Not Sorry

Lass Dir die Meinung der anderen egal sein, aber nicht ihre Gefühle.

Sarah Knight

Worum geht’s?

Not Sorry beschreibt das Konzept einfach die Dinge zu tun, auf die man Lust hat ohne sich ständig darüber Gedanken zu machen, was andere von einem erwarten. Der Ratgeber beinhaltet neben den unterschiedlichen Facetten des „Neinsagens“ auch konkrete Methoden, mit denen es gelingen soll dies zu kultivieren und ins eigene Leben zu integrieren.

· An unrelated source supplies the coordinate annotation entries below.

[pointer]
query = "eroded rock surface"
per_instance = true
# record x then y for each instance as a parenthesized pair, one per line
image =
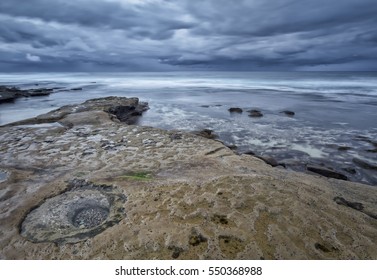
(187, 197)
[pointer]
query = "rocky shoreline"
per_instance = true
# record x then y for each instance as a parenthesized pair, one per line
(83, 182)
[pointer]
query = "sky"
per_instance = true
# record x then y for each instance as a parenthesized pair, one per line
(186, 35)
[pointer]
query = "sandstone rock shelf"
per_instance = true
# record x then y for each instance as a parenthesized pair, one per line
(187, 197)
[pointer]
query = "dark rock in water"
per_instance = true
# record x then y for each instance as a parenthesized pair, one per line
(326, 172)
(355, 205)
(269, 160)
(364, 164)
(9, 94)
(206, 133)
(255, 113)
(123, 109)
(235, 110)
(344, 148)
(350, 170)
(125, 113)
(324, 248)
(288, 113)
(232, 147)
(7, 97)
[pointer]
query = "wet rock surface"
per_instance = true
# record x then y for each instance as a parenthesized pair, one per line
(101, 189)
(81, 212)
(255, 113)
(235, 110)
(326, 172)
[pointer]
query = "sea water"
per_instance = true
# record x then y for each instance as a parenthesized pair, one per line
(332, 109)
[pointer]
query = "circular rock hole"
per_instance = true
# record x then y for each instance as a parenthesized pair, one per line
(89, 217)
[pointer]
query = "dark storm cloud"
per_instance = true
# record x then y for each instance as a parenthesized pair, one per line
(167, 35)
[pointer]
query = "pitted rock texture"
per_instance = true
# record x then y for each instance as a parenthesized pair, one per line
(188, 197)
(81, 212)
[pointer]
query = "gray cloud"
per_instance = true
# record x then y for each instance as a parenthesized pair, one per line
(80, 35)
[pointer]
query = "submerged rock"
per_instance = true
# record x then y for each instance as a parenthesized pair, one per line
(235, 110)
(364, 164)
(206, 133)
(269, 160)
(123, 109)
(9, 94)
(255, 113)
(326, 172)
(288, 113)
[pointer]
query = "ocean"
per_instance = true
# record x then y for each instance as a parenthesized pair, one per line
(335, 120)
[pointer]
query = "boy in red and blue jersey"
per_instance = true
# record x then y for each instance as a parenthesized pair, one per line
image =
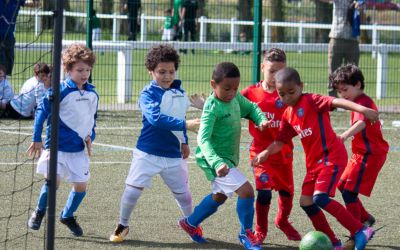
(369, 148)
(307, 115)
(277, 172)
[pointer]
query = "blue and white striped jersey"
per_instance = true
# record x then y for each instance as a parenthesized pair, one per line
(164, 125)
(78, 112)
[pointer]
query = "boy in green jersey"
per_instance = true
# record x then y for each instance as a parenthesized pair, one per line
(218, 154)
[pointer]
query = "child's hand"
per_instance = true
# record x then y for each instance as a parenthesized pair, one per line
(193, 125)
(88, 142)
(371, 115)
(185, 149)
(197, 101)
(35, 149)
(260, 158)
(222, 170)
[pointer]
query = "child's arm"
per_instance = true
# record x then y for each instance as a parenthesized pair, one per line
(370, 114)
(357, 127)
(273, 148)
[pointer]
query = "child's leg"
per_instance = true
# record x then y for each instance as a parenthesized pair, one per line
(208, 206)
(338, 211)
(74, 199)
(128, 202)
(317, 217)
(245, 207)
(262, 209)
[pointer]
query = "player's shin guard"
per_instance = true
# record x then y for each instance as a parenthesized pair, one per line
(285, 204)
(42, 200)
(73, 202)
(339, 212)
(205, 209)
(319, 221)
(128, 202)
(262, 210)
(184, 201)
(245, 211)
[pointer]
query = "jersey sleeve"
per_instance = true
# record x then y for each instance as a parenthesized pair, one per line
(151, 110)
(250, 110)
(208, 119)
(286, 132)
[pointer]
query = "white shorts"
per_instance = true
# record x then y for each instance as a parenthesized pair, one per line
(72, 167)
(144, 167)
(230, 183)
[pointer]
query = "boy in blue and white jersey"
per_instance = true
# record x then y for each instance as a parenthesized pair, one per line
(23, 105)
(162, 145)
(78, 112)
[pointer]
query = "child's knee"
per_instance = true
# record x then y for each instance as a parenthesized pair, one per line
(264, 196)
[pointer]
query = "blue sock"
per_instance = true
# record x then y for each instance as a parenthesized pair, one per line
(42, 200)
(245, 211)
(205, 209)
(73, 202)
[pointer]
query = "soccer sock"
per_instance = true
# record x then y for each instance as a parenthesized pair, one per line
(319, 221)
(73, 202)
(338, 211)
(128, 202)
(351, 202)
(205, 209)
(285, 204)
(245, 211)
(184, 201)
(262, 210)
(42, 200)
(363, 212)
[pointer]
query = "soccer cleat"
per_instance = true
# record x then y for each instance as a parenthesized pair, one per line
(362, 237)
(370, 221)
(260, 237)
(287, 228)
(338, 246)
(36, 220)
(249, 241)
(119, 233)
(195, 233)
(73, 225)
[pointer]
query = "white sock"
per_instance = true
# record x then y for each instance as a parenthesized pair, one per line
(184, 202)
(128, 203)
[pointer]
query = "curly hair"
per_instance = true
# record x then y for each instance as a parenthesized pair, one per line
(77, 53)
(275, 55)
(348, 74)
(161, 53)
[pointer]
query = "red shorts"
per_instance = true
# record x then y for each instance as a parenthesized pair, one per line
(322, 179)
(361, 173)
(272, 175)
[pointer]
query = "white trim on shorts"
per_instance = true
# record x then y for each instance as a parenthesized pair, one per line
(230, 183)
(72, 167)
(144, 167)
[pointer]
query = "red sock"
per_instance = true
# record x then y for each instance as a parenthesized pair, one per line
(344, 217)
(262, 218)
(363, 212)
(354, 209)
(285, 204)
(321, 224)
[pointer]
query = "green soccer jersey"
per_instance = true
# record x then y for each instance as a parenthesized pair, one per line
(219, 133)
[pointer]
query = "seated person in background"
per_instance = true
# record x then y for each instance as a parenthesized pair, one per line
(6, 90)
(23, 105)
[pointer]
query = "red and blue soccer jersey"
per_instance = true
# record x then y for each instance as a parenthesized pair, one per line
(370, 139)
(273, 108)
(310, 119)
(277, 172)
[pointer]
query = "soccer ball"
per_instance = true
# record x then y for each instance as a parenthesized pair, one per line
(315, 240)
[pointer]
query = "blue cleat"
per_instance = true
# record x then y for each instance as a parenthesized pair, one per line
(249, 241)
(195, 233)
(362, 237)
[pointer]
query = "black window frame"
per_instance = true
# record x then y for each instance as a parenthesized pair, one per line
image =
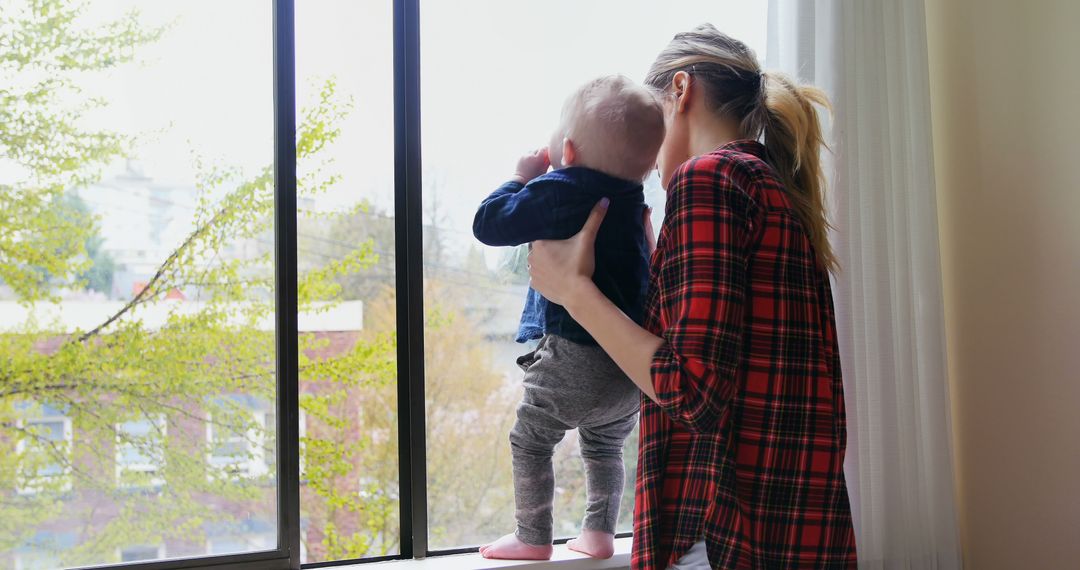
(408, 231)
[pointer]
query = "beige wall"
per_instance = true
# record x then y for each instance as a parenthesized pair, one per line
(1006, 98)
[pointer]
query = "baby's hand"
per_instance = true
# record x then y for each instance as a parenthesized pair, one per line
(531, 165)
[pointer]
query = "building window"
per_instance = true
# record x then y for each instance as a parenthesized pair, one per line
(140, 452)
(139, 553)
(43, 446)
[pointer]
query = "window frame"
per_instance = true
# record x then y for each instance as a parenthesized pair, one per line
(408, 236)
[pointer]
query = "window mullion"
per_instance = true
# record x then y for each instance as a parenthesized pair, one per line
(285, 281)
(409, 281)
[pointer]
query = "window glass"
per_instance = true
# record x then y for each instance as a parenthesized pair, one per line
(494, 79)
(136, 281)
(348, 314)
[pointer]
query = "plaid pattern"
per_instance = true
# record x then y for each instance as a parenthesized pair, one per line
(745, 446)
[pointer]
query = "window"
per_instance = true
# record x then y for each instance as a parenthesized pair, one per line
(43, 449)
(138, 149)
(493, 84)
(140, 452)
(179, 191)
(136, 554)
(238, 442)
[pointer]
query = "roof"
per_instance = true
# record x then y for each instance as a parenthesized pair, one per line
(68, 316)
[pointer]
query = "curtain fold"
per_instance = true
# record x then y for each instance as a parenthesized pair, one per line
(871, 57)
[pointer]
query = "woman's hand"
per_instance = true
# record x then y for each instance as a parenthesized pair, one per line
(531, 165)
(562, 269)
(650, 235)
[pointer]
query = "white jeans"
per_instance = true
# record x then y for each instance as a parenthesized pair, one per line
(696, 558)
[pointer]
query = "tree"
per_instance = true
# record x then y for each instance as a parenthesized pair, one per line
(213, 366)
(201, 367)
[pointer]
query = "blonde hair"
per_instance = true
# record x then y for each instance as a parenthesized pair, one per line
(616, 125)
(767, 106)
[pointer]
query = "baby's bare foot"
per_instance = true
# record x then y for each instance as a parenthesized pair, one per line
(510, 547)
(594, 543)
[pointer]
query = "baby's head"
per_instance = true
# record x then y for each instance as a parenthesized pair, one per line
(612, 125)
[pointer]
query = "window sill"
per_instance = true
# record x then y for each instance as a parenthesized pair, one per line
(563, 559)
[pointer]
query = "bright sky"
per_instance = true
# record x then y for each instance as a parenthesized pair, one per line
(494, 76)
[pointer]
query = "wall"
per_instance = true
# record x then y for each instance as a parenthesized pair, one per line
(1006, 99)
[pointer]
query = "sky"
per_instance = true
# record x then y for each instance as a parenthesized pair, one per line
(494, 77)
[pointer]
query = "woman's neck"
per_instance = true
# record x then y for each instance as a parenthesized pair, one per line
(711, 135)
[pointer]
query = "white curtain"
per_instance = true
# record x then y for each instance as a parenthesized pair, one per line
(871, 57)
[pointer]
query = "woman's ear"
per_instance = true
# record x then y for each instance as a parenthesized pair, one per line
(680, 89)
(569, 153)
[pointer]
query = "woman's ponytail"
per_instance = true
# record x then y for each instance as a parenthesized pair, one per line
(767, 106)
(793, 139)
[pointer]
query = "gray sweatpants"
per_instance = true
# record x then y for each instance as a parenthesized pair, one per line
(570, 385)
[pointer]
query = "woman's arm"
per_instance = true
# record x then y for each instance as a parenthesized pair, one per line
(690, 370)
(630, 345)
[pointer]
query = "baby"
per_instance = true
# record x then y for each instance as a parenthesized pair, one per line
(606, 144)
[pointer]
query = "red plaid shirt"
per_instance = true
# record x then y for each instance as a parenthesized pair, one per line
(745, 447)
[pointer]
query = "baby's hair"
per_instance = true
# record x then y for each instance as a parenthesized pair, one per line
(616, 126)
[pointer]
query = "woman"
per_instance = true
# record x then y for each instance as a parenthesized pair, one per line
(743, 430)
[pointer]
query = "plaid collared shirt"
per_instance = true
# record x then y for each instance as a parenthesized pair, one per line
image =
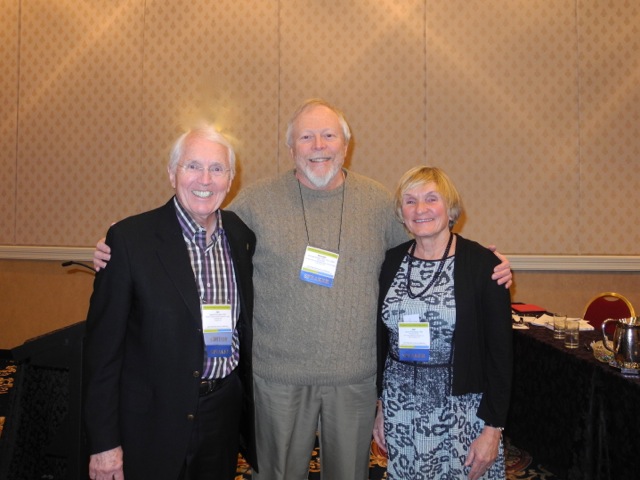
(216, 281)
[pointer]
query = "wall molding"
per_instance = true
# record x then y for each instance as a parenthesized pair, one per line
(570, 263)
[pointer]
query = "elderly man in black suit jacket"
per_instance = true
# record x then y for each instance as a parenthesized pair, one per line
(168, 390)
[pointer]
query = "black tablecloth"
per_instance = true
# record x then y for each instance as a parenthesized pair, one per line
(572, 412)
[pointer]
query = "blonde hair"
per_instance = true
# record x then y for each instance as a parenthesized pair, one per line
(422, 175)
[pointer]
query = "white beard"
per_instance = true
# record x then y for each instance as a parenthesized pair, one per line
(320, 181)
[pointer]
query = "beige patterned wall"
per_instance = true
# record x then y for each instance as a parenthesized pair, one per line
(9, 39)
(532, 106)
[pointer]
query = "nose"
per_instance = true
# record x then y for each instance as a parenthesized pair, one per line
(421, 206)
(206, 176)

Die 5 wichtigsten Aussagen in Kürze

  1. Erstelle eine „Not To Do“ Liste.
    Wenn Du gewisse Dinge nicht mehr machen möchtest, dann ist es hilfreich sich hierfür eine Liste zu erstellen, auf der Du Aktivitäten festhälst, zu denen Du zukünftig einfach „nein“ sagst, ohne dabei ein schlechtes Gewissen zu haben.
  2. Kategorisiere Deine „Not To Do“ Liste.
    Hierzu eignen sich die Kategorien: Familie, Freunde/Bekannte/Fremde, Arbeit und Dinge. Das wird Dir helfen zu entscheiden, wo Du mit dem „nein“ sagen anfangen kannst und wo du vielleicht noch etwas Übung brauchst. Denn es ist einfacher auf Dinge zu pfeifen, als auf Menschen. Auch Fremde lassen sich leichter ignorieren, als Freunde oder Familie. Und bei der Arbeit musst Du genau analysieren, wo du Dir „drauf pfeifen“ erlauben darfst.
  3. Fang einfach an und steigere dann die Schwierigkeit des „Draufpfeifens“.
    Am einfachsten ist es Dinge und Aktivitäten abzulehnen, bei denen keine anderen Menschen und Gefühle involviert sind. Wenn Du das erfolgreich etabliert hast, kannst Du mit den anderen Kategorien beginnen. In jeder Kategorie gibt es „Low Hanging Fruits“ mit denen du starten kannst. Und bei den schwierigen Sachen behalte einfach im Hinterkopf: Du Hast das Recht dazu „nein“ zu sagen!
  4. Falls Du Doch mal etwas nicht ignorieren kannst, dann gestalte den Rahmen so, wie er Dir gefällt.
    Manchmal musst Du einfach etwas erledigen, worauf Du eigentlich keine Lust hast. Wenn das der Fall ist, dann verbinde das mit etwas, das Dir gut tut und das Du gerne machst. Schon wird es erträglicher!
  5. Kümmere Dich nicht um die Meinung anderer Menschen, aber achte ihre Gefühle.
    Wir haben es nicht in der eigenen Hand, wie andere von uns denken, jedoch haben wir direkten Einfluss auf unseren Umgang mit den Mitmenschen. Befolgst Du nun Deine „Not To Do“ Liste, dann erkläre Deinem Gegenüber, dass Du nicht zu ihm „nein“ sagst, sondern prinzipiell diese und jene Aktivität nicht magst. Und das Wichtigste: Sei nie arrogant!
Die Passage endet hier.